Those parameters affect simulation semantics and register insertion, not FIFO generation. HDL Coder only generates bypass registers not storage buffers capable of absorbing rate mismatches.
In single‑clock mode, a timing controller is generated when multiple rates are present in the model to provide clock‑enable signals with the required rate and phase. In mult-rate, multi-clock mode each rate maps to a seperate clock signal; timing controller is optimized where possible.
Please share a sample model for additional support specific to your usecase.
If your question is about automatic insertion of AsyncFIFO here is our roadmap...
  • Async HDL FIFO block for AMD devices is part of the official roadmap in the near term. Roadmap includes: Automatically instantiating CDC Macros for async FIFO; Future generic dual‑rate / dual‑port RAM approach for a reusable async FIFO
  • Async FIFO features appear in multiple phases: Phase 1: AMD‑focused async FIFO; Phase 2: Generic async FIFO + DRDPRAM improvements and more automation in the subsequent releases.

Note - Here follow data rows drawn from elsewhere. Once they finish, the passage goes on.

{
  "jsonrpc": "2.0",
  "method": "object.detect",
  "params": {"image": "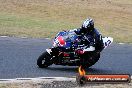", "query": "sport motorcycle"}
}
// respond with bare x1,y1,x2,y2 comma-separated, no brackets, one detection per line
37,31,113,68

We will provide examples and demonstrations targeting multi‑clock designs when this is delivered. Please contact technical support for additional roadmap questions.
  1 Comment
John
John 17 minutes ago
Instead of a rate transition block, it seems like I would be better off using a delay block with enable port. For example, if a sensor is sending data every 1 us and a control loop needs the data every 100 us. I can create a signal that will pulse the enable line of the delay block every 100 us. This sounds similar to what you described in single-clock mode with a timing controller generating the clock enable signals. However, when I attempt to synthesize this design, the number of LABs required greatly increases. If I use delay blocks though, the number of LABs used is a lot less.